Per la prima volta dalla sua fondazione nel 1530 per volere di Enrico VIII, la cattedra di studi ebraici all’Università di Cambridge sarà affidata a uno studioso ebreo. La nomina di Menahem Blondheim, professore israeliano di fama internazionale e già direttore del centro per gli studi interdisciplinari sull’informazione e la comunicazione all’Università Ebraica di Gerusalemme segna un vero e proprio momento di svolta: Blondheim non studia l’ebraismo quale oggetto esterno e remoto, ma come realtà viva, stratificata, mai riducibile a un’unica definizione.

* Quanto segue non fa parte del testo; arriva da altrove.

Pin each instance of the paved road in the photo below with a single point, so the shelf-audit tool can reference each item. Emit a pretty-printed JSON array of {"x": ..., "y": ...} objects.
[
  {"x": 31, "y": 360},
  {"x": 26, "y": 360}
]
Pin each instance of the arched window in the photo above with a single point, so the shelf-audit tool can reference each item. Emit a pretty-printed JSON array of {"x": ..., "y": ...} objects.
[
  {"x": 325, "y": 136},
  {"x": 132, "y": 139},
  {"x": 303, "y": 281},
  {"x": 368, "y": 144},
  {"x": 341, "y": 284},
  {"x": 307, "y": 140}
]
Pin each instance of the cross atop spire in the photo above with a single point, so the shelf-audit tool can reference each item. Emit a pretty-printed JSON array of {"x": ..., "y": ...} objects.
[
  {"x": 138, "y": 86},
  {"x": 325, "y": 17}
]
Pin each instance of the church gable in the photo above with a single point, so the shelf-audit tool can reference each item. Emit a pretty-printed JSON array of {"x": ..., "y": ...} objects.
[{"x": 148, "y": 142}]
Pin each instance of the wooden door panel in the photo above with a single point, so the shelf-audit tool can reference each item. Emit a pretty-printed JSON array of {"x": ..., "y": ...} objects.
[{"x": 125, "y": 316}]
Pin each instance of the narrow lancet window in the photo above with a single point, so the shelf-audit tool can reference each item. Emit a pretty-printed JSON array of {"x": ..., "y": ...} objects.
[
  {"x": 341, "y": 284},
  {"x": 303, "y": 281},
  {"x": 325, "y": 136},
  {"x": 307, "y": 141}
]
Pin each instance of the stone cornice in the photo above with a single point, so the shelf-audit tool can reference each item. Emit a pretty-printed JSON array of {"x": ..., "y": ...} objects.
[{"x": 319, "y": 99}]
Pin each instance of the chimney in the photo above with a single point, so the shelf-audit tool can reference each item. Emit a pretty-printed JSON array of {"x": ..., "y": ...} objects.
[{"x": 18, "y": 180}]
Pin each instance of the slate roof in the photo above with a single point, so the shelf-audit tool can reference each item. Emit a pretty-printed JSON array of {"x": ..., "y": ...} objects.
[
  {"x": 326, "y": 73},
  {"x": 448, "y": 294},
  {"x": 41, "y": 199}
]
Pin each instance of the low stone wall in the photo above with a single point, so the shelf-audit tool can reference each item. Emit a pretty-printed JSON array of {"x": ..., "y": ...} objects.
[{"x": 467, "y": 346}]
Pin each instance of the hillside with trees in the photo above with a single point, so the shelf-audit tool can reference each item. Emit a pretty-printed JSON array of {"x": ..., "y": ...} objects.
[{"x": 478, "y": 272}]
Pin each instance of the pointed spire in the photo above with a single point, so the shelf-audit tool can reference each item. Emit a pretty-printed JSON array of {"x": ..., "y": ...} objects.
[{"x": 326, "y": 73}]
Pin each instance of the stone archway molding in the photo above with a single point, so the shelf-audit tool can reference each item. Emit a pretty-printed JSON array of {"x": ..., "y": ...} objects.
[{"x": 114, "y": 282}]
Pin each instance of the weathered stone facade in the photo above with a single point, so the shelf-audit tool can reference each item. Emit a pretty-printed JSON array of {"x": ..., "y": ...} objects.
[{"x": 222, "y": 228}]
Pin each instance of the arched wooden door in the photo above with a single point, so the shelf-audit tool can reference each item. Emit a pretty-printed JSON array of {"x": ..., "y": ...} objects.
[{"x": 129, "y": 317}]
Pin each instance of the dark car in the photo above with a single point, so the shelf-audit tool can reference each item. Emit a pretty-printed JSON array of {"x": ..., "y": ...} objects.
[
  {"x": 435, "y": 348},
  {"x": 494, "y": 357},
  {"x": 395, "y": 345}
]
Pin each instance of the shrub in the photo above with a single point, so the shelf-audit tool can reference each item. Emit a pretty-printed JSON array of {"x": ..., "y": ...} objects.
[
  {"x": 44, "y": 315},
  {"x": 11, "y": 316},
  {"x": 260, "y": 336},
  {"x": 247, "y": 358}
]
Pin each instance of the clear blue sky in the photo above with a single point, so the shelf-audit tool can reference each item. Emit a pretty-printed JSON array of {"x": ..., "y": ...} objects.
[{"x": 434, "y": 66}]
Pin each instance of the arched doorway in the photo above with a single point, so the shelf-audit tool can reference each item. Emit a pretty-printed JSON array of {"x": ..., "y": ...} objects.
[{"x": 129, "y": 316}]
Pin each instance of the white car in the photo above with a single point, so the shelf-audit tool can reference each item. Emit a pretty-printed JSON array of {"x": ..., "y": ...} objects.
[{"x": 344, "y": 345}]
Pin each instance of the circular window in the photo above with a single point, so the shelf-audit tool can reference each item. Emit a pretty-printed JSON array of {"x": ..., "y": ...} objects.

La sua figura – intellettualmente solida, profondamente radicata nella modernità e al contempo consapevole della complessità delle fonti tradizionali –rappresenta una sintesi rara nel panorama accademico contemporaneo. Il fatto che siano occorsi quasi cinque secoli perché un ebreo potesse occupare una cattedra nata per lo studio della sua stessa cultura dice molto su come il mondo accademico europeo abbia spesso agito secondo una logica di esotizzazione e distacco interpretando l’ebraismo come oggetto da analizzare, interpretare, persino decifrare, ma raramente da vivere o raccontare in prima persona. Cambridge colma ora una distanza inviando un messaggio: lo studio delle culture non può prescindere dall’ascolto delle loro voci interne, e l’“altro” non è solo un campo semantico da indagare, ma un interlocutore da cui imparare. In un tempo in cui le università sono spesso chiamate a confrontarsi con le proprie responsabilità storiche – dall’eredità coloniale alle esclusioni sistemiche – la scelta di Blondheim è tanto simbolica quanto concreta. E forse, anche, un invito a ripensare il modo in cui si costruisce il sapere: non dall’alto ma nell’incontro, non nella distanza ma nel dialogo.